I looked at her. Amy watched me carefully, her cheek covered in a bandage, hair hidden under a bicorne and body under a great coat which now carried its own weight in rain water.

“I’d like you to escort her back to the farm house,” Goddard said. “I wouldn’t want anyone to believe we treated our guests inhospitably.”

I glanced back over my shoulder, but Tom had disappeared into the night and the rain. Goddard watched me. Amy watched me. The choir watched me. The crowd watched me.

I took hold of the horse’s reins.

It was difficult to make out her features in the dark, difficult to see the expression she wore. She sat on the horse’s back, feet hidden under her riding skirt. We walked through fields ploughed for barley but empty of seed, the mud sucking at my feet and the horse’s hooves. We followed the lines of dry stone walls, the pale rock like a line of moonlight.

“How are you doing?” I asked. “After the café, I mean.”

“Still alive,” she said. “It would really help if I could have some time off to recover my nerves, but the company won’t let me. You?”

“I’m okay,” I said with a shrug. “Got more important things to worry about, I guess.”

The wind blew between us and chilled me. Summer was leaving.

I didn’t know what else to say. I didn’t know if the bomb had driven us closer together or further apart. I waited for Amy to say something, walked quietly beside her as she rode. She watched the ground ahead of us, mouth closed apart from the hint of steam in the cold air around her lips.

I escaped into a fantasy land where I stood before Victoria Hanover and made her understand just how unfair the system she had created was. When she spoke, she told me of her childhood locked in a house in Kensington, of the isolation and constant fear that had been her only playmates. She blamed me, she said. Me and all my ilk. We had made her a prisoner, had constructed a jail in her mind that she could never escape from. It was a jail built so we could view her like a lunatic in Bethlehem. I tried to hold my nerve, to not apologise and feel guilty.

“I had to deliver the notice,” Amy said. Her words shoved me back into the real world and my fantasy evaporated. It left me frustratingly unsatisfied, like rushed sex. “It’s my job. I’m just doing my job, Lyss. You anarchists are bad for business. You saw what things were like in town. And it’s past planting now, so we’ve lost hundreds of tons of barley. That’s going to cost us a lot of money.”

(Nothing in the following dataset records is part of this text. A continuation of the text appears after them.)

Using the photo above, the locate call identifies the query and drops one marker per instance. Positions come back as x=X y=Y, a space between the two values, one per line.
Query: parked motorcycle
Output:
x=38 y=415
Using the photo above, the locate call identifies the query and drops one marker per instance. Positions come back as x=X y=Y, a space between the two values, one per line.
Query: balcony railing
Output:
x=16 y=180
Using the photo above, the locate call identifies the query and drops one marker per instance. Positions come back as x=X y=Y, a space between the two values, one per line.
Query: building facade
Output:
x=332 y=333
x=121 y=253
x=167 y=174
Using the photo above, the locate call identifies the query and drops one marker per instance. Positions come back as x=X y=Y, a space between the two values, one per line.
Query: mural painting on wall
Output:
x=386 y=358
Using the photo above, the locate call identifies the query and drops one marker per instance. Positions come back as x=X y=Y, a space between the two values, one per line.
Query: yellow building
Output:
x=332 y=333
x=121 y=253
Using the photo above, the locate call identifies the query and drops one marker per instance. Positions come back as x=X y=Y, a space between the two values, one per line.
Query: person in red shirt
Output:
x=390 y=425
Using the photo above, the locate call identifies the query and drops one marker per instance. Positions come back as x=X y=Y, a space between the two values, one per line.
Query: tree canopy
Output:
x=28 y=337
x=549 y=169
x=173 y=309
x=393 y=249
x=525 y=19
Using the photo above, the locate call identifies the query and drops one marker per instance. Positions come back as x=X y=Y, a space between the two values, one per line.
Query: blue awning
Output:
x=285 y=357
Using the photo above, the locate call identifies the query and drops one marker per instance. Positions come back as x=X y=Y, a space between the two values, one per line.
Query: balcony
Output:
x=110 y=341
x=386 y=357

“We’re not anarchists,” I said. “We just want what we’re owed.”

Amy leaned back, took the bicorn off and pushed the hair out her face. The rain had diffused into a mist that clung to me. I looked up at Amy, and the lantern above her head gave her a halo in the fog as if she was the moon on a cloudy night. She put the bicorn back on, and the lantern disappeared behind it.

Perhaps I could catch a glance of the real moon. I looked over Amy’s shoulder, and then my own. The company’s balloon still hovered above us, envelope lit up by the brazier beneath it.

“You’re not owed anything,” Amy said.

“That’s the company talking,” I said. “I thought you were a human being.”

“I am,” she said. “And I’m talking for myself. Listen Lyss, don’t blame anyone else for your stupidity. Don’t do it. I’ll lose my temper.”

“My stupidity?” I almost choked.

“Yeah,” she said. “Listen. Before your Glorious Revolution kicked George’s backside out his palace, ninety percent of people in plush jobs were Lords with Apprenticeship Bonds, right? So the government takes over the Royal Industries and says, ‘Hey, now everyone can have an Apprenticeship Bond! You don’t have to be a Lord any more, any peasant can have one! You don’t have any money to buy one? Well fine, our mates the bankers will lend it to you!’ So you greedy bastards snap it up. No one stopped and thought, ‘Well hey, the number of people with Bonds is going up but the number of jobs isn’t…’ You got scammed and now you’re sour.”

“They took our money!” I said. “They’ve got millions, and that wasn’t enough. And they didn’t just take what we had, they took our futures. I’m going to be paying my debts off for the rest of my life. My uncle died for that future, and I earned it!”

“And you know what they’re doing with it, Lyss? All these rockets they’re shooting up, all these steam threshers you hate so much for taking your jobs, they’re all being built in Egypt and India—”

“They’re only being built in India because the wages are so low,” I said. “When people start demanding a living wage there, they’ll just move again.”

She watched me from the saddle, her skin smothered in shadows cast by the bicorn, her hair, the lapels of her coat. Her hands gripped the reins, the bandage across her left check an alien growth of grey skin.

“You’re next,” I said. “This isn’t about countries. This is about money. About wealth. About those who have it stealing it from those who don’t. Once they’ve drained us dry they’ll move on to you. It’s not country verses country, it’s peasantry verses bourgeoisies—and you’re betraying your own side.”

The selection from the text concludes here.